The code for the function itself is:

proc contest filename {
   # Open and read the text file containing decimal integers
   # in the range 0-999 as a single string. The line terminators
   # serve as whitespace between the numbers when the string is treated
   # as a tcl list.
   set fd [open $filename r]
   set list [read -nonewline $fd]
   close $fd

   # The tcl variable "list" (not to be confused with the tcl command of
   # the same name) now contains all of the data for this run.
   # Initialize some variables...
   set maxcnt -1 ; # A copy of the maximum count seen in the count array
   set maxnum -1 ; # The number corresponding to the max count
   array set cnt {} ; # Note: This is not really needed
   foreach w $list { ; # Run through all numbers in the input string
      # Note that incrementing a nonexistent element creates it with val 1
      set t [incr cnt($w)]
      # compare the count calculated against the maximum we've seen
      if {$t > $maxcnt} { ; # new maximum
         set maxcnt $t ; # save the maximum
         set maxnum $w ; # save the value that corresponds to the maximum
      }
   } ; # end of loop
   # puts stdout "Out of [llength $list] numbers, $maxnum was seen $maxcnt times"
   # return the most frequent number ; ties go to the first one seen
   return $maxnum
}

# driver code for contest function that prints out a timing
proc test {argv} {
    set filename [lindex $argv 0]
    if {[file exists $filename]} {
       set runtime [time {set m [contest $filename]}]
       puts stdout "most frequent number: $m, $runtime"
    } else {
       puts stderr "Unable to open input file \"$filename\""
    }
}

if {($tcl_interactive == 0) && ([llength $argv] > 0)} {
   test $argv
}

System I ran it on:

  • Dell Precision 7820 tower workstation

  • 2 Intel(r) Xeon(r) Silver 4214R CPUs running at 2.4GHz base frequency (total of 24 cores (up to 48 threads) across 2 chips)

  • 96 GiB RAM

  • Microsoft Windows 11 enterprise

  • Tcl version 8.6 (BAWT, built with GCC)

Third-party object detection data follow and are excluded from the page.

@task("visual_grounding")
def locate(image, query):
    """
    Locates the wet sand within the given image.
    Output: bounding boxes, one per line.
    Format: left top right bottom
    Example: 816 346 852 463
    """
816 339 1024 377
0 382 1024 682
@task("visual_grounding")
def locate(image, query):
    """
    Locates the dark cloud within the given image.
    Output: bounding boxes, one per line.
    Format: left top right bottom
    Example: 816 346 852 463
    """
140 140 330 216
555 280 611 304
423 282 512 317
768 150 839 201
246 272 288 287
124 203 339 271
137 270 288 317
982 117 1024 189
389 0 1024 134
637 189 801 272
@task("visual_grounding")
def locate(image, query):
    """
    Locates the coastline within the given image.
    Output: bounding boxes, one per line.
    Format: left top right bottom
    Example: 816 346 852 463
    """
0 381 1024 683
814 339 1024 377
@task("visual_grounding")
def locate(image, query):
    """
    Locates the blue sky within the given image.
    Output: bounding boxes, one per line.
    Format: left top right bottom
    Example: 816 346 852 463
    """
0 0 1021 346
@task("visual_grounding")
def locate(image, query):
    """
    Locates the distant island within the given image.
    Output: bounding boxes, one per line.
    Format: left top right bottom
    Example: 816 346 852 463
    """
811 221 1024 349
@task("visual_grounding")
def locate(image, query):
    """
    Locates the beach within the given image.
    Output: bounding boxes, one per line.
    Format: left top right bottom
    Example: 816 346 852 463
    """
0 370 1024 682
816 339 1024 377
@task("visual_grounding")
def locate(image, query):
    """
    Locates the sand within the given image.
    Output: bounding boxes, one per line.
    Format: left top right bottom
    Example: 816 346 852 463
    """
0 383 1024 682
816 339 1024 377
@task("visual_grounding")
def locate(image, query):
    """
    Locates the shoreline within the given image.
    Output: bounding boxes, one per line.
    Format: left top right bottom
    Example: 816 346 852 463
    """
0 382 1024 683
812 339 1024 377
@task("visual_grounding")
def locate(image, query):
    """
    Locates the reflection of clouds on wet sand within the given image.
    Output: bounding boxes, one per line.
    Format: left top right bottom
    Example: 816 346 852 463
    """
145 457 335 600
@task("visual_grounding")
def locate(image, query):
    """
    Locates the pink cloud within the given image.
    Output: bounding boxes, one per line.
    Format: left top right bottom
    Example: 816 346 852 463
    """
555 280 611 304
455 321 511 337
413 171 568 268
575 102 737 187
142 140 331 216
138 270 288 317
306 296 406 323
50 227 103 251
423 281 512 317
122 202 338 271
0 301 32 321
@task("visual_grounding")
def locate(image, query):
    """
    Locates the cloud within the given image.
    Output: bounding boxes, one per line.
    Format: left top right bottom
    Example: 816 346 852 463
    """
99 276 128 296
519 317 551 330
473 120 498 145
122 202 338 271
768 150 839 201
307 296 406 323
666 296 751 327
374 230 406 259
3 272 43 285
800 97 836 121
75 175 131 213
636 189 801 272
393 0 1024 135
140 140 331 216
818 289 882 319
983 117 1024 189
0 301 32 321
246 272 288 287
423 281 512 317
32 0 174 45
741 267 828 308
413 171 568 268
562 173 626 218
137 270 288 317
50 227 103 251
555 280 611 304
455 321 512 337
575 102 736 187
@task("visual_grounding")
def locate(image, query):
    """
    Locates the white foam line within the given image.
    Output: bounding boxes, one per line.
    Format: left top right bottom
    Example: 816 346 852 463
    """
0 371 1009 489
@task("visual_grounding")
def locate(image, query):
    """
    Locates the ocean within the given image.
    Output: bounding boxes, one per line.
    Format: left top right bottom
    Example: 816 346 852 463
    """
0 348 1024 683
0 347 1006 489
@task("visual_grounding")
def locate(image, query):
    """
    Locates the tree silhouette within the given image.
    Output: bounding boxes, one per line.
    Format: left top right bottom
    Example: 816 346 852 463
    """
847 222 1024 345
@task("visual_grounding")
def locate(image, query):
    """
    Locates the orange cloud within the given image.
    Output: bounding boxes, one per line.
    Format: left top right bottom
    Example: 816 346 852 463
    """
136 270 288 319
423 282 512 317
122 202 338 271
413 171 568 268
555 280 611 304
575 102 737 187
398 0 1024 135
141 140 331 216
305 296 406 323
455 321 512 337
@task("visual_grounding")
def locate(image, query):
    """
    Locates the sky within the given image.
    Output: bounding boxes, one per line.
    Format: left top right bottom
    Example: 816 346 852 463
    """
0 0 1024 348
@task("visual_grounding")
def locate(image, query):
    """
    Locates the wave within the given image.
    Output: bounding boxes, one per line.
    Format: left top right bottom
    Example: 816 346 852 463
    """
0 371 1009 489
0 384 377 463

From a git bash command line with a locally generated 1,000,000 number data file, the result reported by proc test was 279338 microseconds, and by the "time" command was 1.137s real, and 0 seconds user and sys. I have not had a chance to run it on a Linux system, and I think the user and sys times are not actually measured with git bash on Windows. There is a large discrepancy between the time reported by the code and by the time command in git bash is the AV and other security software that my employer has installed. Removing the data file name from the command line still reports 0.885 seconds for "real"; the difference is 0.282 seconds (282000 microseconds), which is close to the value reported by the printout from the code itself.

I'm certain that this program can be duplicated in python and most likely quite a few other scripting languages. I could also write it in a compiled language, but it would take substantially longer than the 10 minutes it took to write and test this one plus the data generator for the 1,000,000 number file.